1. Created new repo https://github.com/geneie-org/sample_model

2. Imported into DVC studio https://studio.dvc.ai/user/hjusyd/projects/sample_model-l589vxgz16

3. Added model image

4. Registered new version image

image

5. Now deprecate the model image

6. Remove all DVC versioning tags from the git repository

Before tag removal

[main] /Users/himanshujoshi/Projects/sample_model
√ % git tag
model@deprecated#2
model@v1.0.0#1
[main] /Users/himanshujoshi/Projects/sample_model
√ % git one
0d36bc6282fb4637af2577c7414fabbce1691778 (HEAD -> main, tag: model@v1.0.0#1, tag: model@deprecated#2, origin/main, origin/HEAD) Add model model from model/model.pkl
b09dd7a273b012c490c0baf1be62bff111639e53 Added model
efde6d254c64f5923ed0f036406f8e1df7f32af0 Initialize DVC
0b7fbcab564a24a8b7ff87deaedb029764fe6160 Initial commit

Remove tags

[main] /Users/himanshujoshi/Projects/sample_model
√ % git tag | xargs -L 1 | xargs git push origin --delete
remote: This repository moved. Please use the new location:
remote:   git@github.com:geneie-org/sample_model.git
To github.com:h-joshi/sample_model.git
 - [deleted]         model@deprecated#2
 - [deleted]         model@v1.0.0#1
[main] /Users/himanshujoshi/Projects/sample_model
√ % git tag | xargs -L 1 | xargs git tag --delete
Deleted tag 'model@deprecated#2' (was 3c5fc5c)
Deleted tag 'model@v1.0.0#1' (was 86fa36f)

After tags removal

[main] /Users/himanshujoshi/Projects/sample_model
√ % git tag
[main] /Users/himanshujoshi/Projects/sample_model
√ % git one
0d36bc6282fb4637af2577c7414fabbce1691778 (HEAD -> main, origin/main, origin/HEAD) Add model model from model/model.pkl
b09dd7a273b012c490c0baf1be62bff111639e53 Added model
efde6d254c64f5923ed0f036406f8e1df7f32af0 Initialize DVC
0b7fbcab564a24a8b7ff87deaedb029764fe6160 Initial commit
[main] /Users/himanshujoshi/Projects/sample_model

7. Now add the model again using the same model name "model" image

Model registration in progress image

Failure image

ssachkovskaya commented 2 months ago

Thanks for steps to reproduce the issue! It is very helpful 🔥

I was able to catch the same issue when tried to re-add a deprecated model. Studio may have some issues with updating the model state when manually removing some tags from the repository. However, I was able to restore the model by running Re-import from Git for the corresponding project (mentioned in this comment). The model re-appeared in the list with no versions and I was able to register a new one afterwards.

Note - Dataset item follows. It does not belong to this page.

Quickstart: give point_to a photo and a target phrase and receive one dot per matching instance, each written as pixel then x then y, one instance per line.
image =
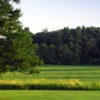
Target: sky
pixel 57 14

I've tried the above and it didn't work.

So you are saying that the model didn't appear in your table after running re-import, right? If so, can you please confirm that your repo had no tags and your model was still a part of dvc.yaml artifacts?

h-joshi commented 2 months ago

Hi @ssachkovskaya

I've just now removed all the tags and retried importing the repo and have been able to rebuild the tag history 😄 I think earlier, I may not have removed all the tags properly.

Thanks heaps for your help.

If someone has issues with registering a new model version and wants to set everything up from scratch, a FAQ might be handy that lets the users know how to capture/clear existing tags and carry out model re-registration. The steps could be along these lines

  1. Obtain tag history

    √ % git show-ref --tags
    2742853c88501eed1ab4355e3960594ca6896d17 refs/tags/dna@v1.0.4#2
    3a740f18204b685ca7954a24c2a933e86e71df0f refs/tags/dna@v1.0.5#1
  2. Remove remote tags

    git tag | xargs -L 1 | xargs git push origin --delete
  3. Remove local tags

    git tag | xargs -L 1 | xargs git tag --delete
  4. Reimport repository <Reimport step as you've shown in the screenshot>

  5. Re-register model and register model versions (based on captured tag history in step 1)

ssachkovskaya commented 2 months ago

@h-joshi I am glad the problem has been resolved for you 🔥

@shcheklein @dberenbaum please take a look at this suggestion for Model Registry docs.